Das wohl mit Abstand wichtigste Gemüse der italienischen Küche ist die Tomate. Beginnend bei der typisch italienischen Pizza über diverse Pastasoßen, diverse Vorspeisen wie Antipasti und Caprese bis hin zu Salaten. Überall findet sich der flüssigkeitsreiche Vitamin-A-Spender, schmeckt fruchtig und frisch und lässt sich obendrein auf verschiedene Arten zubereiten.


Die Tomate wird als ganze Frucht, gehäutet und / oder entkernt ebenso verwendet wie in Scheiben oder Würfel geschnitten. Als rohes Gemüse ist sie dabei ebenso schmackhaft wie gekocht (zwischen 5 und 45 Minuten, je nach Gericht), gebacken (zwischen zehn und 20 Minuten) oder auch gegrillt.

Je nach Verwendung der Tomate in einem Rezept ist es ratsam, die Frucht vor der Nutzung zu blanchieren, also einige Sekunden mit kochendem Wasser zu Überbrühen. Dadurch löst sich die Fruchthaut leicht ab, so dass sie einfach mit einem scharfen Messer angehoben und abgezogen werden kann.

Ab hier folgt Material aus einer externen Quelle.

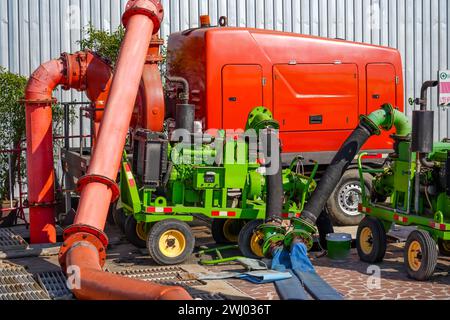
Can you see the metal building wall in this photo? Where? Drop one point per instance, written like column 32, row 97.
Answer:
column 33, row 31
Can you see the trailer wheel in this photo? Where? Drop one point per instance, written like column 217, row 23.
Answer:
column 444, row 247
column 226, row 230
column 136, row 232
column 343, row 202
column 119, row 217
column 371, row 240
column 420, row 255
column 170, row 242
column 251, row 242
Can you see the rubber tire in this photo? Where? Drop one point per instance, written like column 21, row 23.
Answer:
column 245, row 237
column 119, row 217
column 217, row 226
column 159, row 229
column 442, row 248
column 429, row 255
column 339, row 217
column 130, row 233
column 379, row 244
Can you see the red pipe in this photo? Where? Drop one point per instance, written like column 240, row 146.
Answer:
column 72, row 72
column 98, row 285
column 41, row 195
column 85, row 241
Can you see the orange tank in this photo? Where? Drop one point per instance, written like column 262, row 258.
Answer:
column 317, row 88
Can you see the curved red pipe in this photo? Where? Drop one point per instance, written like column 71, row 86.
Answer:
column 85, row 242
column 97, row 285
column 41, row 194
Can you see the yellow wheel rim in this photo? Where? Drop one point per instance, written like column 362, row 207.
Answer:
column 366, row 240
column 255, row 244
column 172, row 243
column 415, row 256
column 141, row 230
column 231, row 229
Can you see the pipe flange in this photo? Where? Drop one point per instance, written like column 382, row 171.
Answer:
column 82, row 228
column 75, row 69
column 93, row 178
column 151, row 8
column 71, row 243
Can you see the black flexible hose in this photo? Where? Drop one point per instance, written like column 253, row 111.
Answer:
column 334, row 172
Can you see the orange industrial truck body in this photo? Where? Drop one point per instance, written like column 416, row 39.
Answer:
column 316, row 88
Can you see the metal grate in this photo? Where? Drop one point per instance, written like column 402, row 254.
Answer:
column 17, row 284
column 163, row 275
column 208, row 296
column 55, row 285
column 9, row 240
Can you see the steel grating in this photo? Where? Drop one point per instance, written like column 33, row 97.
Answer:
column 208, row 296
column 17, row 284
column 55, row 285
column 9, row 240
column 163, row 275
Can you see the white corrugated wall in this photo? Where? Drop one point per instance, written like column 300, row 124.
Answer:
column 33, row 31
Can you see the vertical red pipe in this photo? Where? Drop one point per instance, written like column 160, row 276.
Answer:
column 41, row 176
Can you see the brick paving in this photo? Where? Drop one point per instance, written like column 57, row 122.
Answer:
column 352, row 280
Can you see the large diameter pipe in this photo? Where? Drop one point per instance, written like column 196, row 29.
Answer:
column 99, row 285
column 85, row 242
column 383, row 119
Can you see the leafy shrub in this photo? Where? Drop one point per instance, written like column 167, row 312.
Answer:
column 105, row 44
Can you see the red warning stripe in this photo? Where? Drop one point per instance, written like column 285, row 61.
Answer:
column 400, row 218
column 159, row 210
column 223, row 214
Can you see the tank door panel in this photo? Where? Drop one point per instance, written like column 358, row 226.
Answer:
column 381, row 86
column 316, row 97
column 242, row 91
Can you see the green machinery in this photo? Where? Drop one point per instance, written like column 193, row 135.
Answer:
column 412, row 190
column 169, row 182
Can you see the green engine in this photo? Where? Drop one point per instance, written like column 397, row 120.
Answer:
column 414, row 186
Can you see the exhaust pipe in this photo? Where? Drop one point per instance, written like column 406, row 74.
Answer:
column 384, row 119
column 84, row 248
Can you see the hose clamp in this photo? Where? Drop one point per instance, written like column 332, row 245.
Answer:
column 93, row 178
column 150, row 8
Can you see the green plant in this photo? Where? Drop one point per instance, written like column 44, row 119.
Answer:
column 105, row 44
column 12, row 127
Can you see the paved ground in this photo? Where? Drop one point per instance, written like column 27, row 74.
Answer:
column 350, row 277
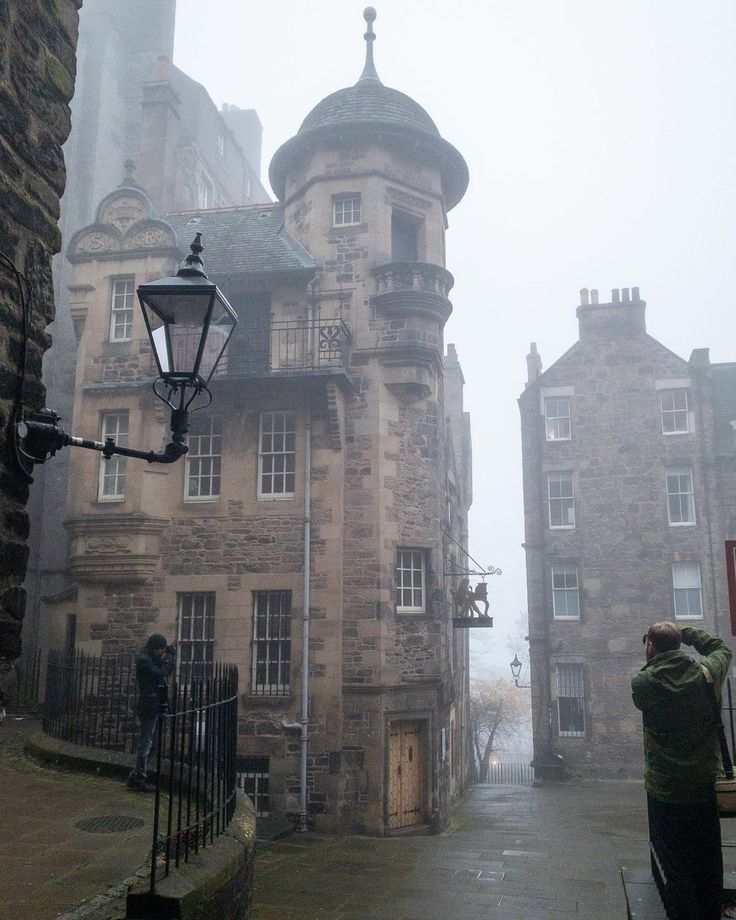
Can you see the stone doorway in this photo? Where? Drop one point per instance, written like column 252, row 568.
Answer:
column 406, row 760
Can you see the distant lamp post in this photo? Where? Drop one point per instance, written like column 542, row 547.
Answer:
column 516, row 672
column 189, row 323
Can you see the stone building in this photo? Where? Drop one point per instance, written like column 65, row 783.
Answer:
column 629, row 494
column 37, row 67
column 137, row 115
column 326, row 489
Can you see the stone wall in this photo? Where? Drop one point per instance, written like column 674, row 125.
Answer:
column 37, row 70
column 622, row 543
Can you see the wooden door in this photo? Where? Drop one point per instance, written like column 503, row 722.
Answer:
column 406, row 755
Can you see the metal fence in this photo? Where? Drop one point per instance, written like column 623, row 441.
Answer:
column 91, row 700
column 196, row 772
column 510, row 773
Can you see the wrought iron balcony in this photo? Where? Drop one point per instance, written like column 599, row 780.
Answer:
column 284, row 347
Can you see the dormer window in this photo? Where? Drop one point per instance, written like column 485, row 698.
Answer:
column 345, row 210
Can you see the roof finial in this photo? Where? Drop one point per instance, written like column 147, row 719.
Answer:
column 369, row 71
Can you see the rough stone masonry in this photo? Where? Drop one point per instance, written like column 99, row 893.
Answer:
column 37, row 69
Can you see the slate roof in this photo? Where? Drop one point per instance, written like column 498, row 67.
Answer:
column 369, row 101
column 245, row 240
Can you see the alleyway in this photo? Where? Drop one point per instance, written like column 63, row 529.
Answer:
column 512, row 852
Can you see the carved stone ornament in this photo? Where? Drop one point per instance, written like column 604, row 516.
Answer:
column 122, row 212
column 97, row 241
column 100, row 546
column 147, row 238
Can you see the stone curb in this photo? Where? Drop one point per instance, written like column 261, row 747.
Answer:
column 89, row 760
column 217, row 881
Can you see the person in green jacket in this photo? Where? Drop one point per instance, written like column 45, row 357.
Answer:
column 682, row 760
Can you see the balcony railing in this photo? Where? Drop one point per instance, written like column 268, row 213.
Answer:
column 289, row 347
column 422, row 277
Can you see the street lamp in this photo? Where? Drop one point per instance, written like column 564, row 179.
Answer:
column 516, row 672
column 189, row 323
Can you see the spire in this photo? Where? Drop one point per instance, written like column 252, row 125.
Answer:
column 369, row 71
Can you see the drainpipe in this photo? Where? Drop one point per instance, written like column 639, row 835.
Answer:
column 304, row 722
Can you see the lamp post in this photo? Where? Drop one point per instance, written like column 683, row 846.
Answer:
column 516, row 672
column 189, row 323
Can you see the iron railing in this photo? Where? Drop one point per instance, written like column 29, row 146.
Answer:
column 288, row 347
column 196, row 768
column 91, row 700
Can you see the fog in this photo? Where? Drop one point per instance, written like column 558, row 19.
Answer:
column 601, row 141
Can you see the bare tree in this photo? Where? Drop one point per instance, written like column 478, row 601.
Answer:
column 498, row 711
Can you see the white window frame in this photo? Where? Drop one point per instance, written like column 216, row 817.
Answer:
column 679, row 495
column 277, row 456
column 558, row 427
column 271, row 647
column 255, row 783
column 573, row 678
column 195, row 619
column 343, row 216
column 203, row 468
column 122, row 309
column 672, row 412
column 687, row 592
column 113, row 472
column 565, row 584
column 411, row 580
column 564, row 502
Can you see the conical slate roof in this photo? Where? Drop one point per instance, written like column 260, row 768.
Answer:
column 369, row 101
column 371, row 110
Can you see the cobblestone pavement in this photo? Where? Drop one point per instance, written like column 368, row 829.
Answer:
column 512, row 852
column 47, row 864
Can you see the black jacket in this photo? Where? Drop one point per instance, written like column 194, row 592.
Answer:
column 151, row 675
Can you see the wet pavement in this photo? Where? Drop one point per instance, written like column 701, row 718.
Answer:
column 512, row 852
column 48, row 864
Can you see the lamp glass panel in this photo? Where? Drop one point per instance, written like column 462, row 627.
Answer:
column 218, row 334
column 185, row 314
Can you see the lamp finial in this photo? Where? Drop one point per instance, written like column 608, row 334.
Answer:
column 369, row 71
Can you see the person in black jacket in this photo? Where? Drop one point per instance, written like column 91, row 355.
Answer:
column 152, row 667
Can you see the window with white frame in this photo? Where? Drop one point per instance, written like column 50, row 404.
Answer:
column 204, row 459
column 121, row 309
column 570, row 701
column 345, row 210
column 410, row 579
column 271, row 664
column 686, row 589
column 565, row 591
column 557, row 418
column 277, row 455
column 253, row 776
column 113, row 472
column 561, row 495
column 680, row 496
column 195, row 633
column 675, row 413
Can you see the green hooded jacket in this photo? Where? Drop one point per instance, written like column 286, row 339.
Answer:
column 681, row 750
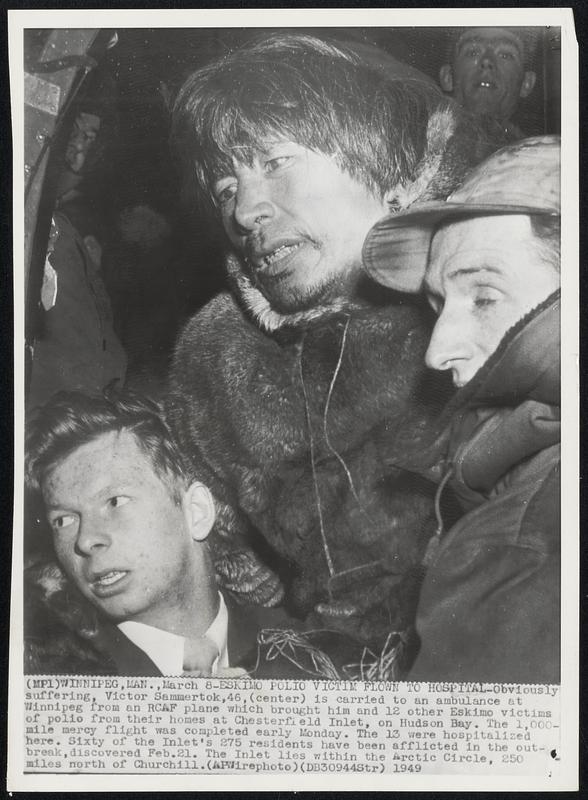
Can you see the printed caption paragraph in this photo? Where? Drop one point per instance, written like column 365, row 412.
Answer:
column 161, row 725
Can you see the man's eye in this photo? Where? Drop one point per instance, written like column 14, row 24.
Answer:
column 435, row 302
column 485, row 297
column 63, row 521
column 224, row 192
column 272, row 164
column 118, row 500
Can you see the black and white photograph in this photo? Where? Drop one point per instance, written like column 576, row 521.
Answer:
column 288, row 365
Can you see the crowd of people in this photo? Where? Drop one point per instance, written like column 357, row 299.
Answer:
column 351, row 467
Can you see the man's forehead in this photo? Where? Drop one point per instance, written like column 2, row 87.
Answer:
column 493, row 36
column 100, row 458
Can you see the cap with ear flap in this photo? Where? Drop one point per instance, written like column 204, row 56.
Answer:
column 523, row 178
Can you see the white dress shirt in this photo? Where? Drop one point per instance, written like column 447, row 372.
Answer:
column 166, row 650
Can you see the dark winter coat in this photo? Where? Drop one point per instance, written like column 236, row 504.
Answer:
column 489, row 606
column 288, row 428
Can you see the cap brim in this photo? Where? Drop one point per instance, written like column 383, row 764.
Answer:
column 396, row 249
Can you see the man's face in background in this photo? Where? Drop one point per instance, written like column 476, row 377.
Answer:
column 300, row 222
column 81, row 141
column 488, row 75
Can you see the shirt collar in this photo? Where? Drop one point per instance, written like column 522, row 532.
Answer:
column 166, row 649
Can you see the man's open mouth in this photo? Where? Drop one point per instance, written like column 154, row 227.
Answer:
column 108, row 582
column 273, row 263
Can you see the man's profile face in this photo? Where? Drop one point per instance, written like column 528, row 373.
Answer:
column 117, row 531
column 484, row 275
column 488, row 75
column 300, row 223
column 82, row 139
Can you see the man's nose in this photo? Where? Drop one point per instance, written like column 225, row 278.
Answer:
column 253, row 204
column 488, row 58
column 93, row 534
column 448, row 344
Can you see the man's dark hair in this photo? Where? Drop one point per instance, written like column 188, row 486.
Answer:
column 547, row 232
column 322, row 96
column 71, row 419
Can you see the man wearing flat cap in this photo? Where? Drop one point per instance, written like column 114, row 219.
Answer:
column 488, row 260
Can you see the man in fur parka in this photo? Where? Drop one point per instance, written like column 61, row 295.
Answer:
column 289, row 393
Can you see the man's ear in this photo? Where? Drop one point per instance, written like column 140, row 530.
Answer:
column 528, row 83
column 199, row 511
column 446, row 78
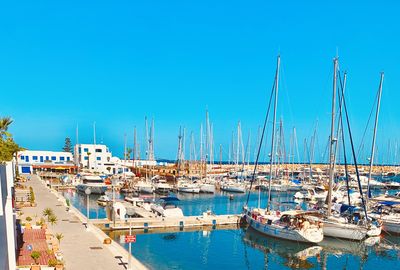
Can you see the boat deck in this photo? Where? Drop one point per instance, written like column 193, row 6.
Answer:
column 171, row 222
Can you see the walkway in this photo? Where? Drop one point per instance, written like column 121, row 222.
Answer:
column 82, row 249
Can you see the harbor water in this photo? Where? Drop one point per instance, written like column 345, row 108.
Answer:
column 244, row 248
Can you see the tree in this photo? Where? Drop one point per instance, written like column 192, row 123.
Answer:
column 59, row 236
column 88, row 153
column 7, row 145
column 48, row 212
column 35, row 255
column 53, row 220
column 67, row 145
column 128, row 153
column 32, row 195
column 5, row 122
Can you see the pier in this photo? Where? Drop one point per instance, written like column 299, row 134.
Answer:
column 199, row 222
column 82, row 247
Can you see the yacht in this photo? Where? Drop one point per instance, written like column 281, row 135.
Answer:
column 231, row 186
column 167, row 207
column 144, row 187
column 162, row 187
column 294, row 225
column 103, row 200
column 207, row 188
column 94, row 183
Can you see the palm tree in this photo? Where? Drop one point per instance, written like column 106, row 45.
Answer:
column 53, row 220
column 5, row 122
column 48, row 212
column 88, row 153
column 59, row 236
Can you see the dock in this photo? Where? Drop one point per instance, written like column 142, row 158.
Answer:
column 214, row 221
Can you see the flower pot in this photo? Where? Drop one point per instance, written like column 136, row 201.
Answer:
column 107, row 241
column 35, row 267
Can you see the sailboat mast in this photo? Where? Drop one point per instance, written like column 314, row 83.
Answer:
column 371, row 161
column 332, row 139
column 273, row 129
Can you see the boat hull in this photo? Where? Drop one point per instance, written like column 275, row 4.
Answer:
column 207, row 188
column 189, row 189
column 93, row 189
column 147, row 190
column 233, row 189
column 311, row 235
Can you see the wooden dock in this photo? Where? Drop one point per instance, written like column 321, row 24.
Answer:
column 205, row 220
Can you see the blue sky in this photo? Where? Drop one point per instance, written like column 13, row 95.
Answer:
column 76, row 62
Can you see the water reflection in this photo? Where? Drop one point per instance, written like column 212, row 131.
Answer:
column 294, row 254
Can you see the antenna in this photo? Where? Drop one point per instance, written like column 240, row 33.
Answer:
column 77, row 134
column 94, row 133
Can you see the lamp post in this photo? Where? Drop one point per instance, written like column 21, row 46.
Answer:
column 130, row 248
column 87, row 192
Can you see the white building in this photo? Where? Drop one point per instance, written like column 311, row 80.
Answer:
column 7, row 217
column 30, row 160
column 98, row 158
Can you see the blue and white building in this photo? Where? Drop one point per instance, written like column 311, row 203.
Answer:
column 30, row 161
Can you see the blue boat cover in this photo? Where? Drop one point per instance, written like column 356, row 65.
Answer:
column 169, row 199
column 346, row 207
column 387, row 203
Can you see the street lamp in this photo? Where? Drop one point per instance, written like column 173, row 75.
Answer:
column 87, row 192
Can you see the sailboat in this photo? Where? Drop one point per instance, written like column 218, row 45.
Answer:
column 348, row 223
column 291, row 225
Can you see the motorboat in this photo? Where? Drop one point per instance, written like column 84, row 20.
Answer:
column 144, row 187
column 93, row 182
column 187, row 187
column 167, row 207
column 207, row 188
column 103, row 200
column 162, row 187
column 231, row 186
column 294, row 225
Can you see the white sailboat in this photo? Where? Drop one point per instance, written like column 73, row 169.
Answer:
column 353, row 226
column 290, row 225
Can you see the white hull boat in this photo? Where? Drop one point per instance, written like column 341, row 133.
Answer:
column 272, row 225
column 207, row 188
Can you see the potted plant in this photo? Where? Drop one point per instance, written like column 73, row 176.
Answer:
column 53, row 220
column 47, row 212
column 52, row 262
column 59, row 236
column 68, row 203
column 35, row 255
column 32, row 196
column 59, row 265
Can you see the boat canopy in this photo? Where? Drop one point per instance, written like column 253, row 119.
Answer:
column 170, row 199
column 389, row 203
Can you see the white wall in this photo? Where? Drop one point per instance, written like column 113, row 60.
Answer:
column 7, row 218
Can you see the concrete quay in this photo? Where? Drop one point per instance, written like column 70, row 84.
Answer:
column 82, row 247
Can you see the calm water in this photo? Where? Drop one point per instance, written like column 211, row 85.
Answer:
column 245, row 249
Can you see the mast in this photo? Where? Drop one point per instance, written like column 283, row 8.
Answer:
column 273, row 129
column 332, row 139
column 371, row 161
column 220, row 155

Während die meisten vorrangig die roten Tomaten kennen und mögen bietet der Handel inzwischen auch andersfarbige Tomaten an. Man findet mittlerweile beispielsweise gelbe, orangefarbene und schwarze sowie grüne Tomaten, welche jedoch nicht mit den unreifen roten Tomaten verwechselt werden sollten. Tomaten gehören ebenso wie Auberginen zu den Nachtschattengewächsen (Solanum) und besitzen in unreifem Zustand noch einen gewissen Gehalt an Solanin. Entsprechend sollte stets der grün bleibende Strunk (Ansatz zur Pflanze) entfernt werden, da in diesem der Giftstoff ebenfalls enthalten ist. Die Form der Tomate reicht von kleinen Kirschtomaten bis hin zu großen Fleischtomaten, die durchaus so groß wie die Hand eines Erwachsenen werden können. Üblich ist die normale Tomatenform mit einem Durchmesser von rund 5 bis 9 cm.

Über die Verwendung der frischen Frucht hinaus bieten sich auch die im Handel erhältlichen Tomatenprodukte wie passierte und getrocknete Tomaten sowie Tomatenmark für die Zubereitung der typisch italienischen Speisen an. Moderne Konservierungsmethoden enthalten durch die schnelle Konservierung vor Ort teilweise sogar mehr Nährstoffe als frische Tomaten, die gerade in den Wintermonaten über weite Importwege den Weg in unsere Geschäfte finden.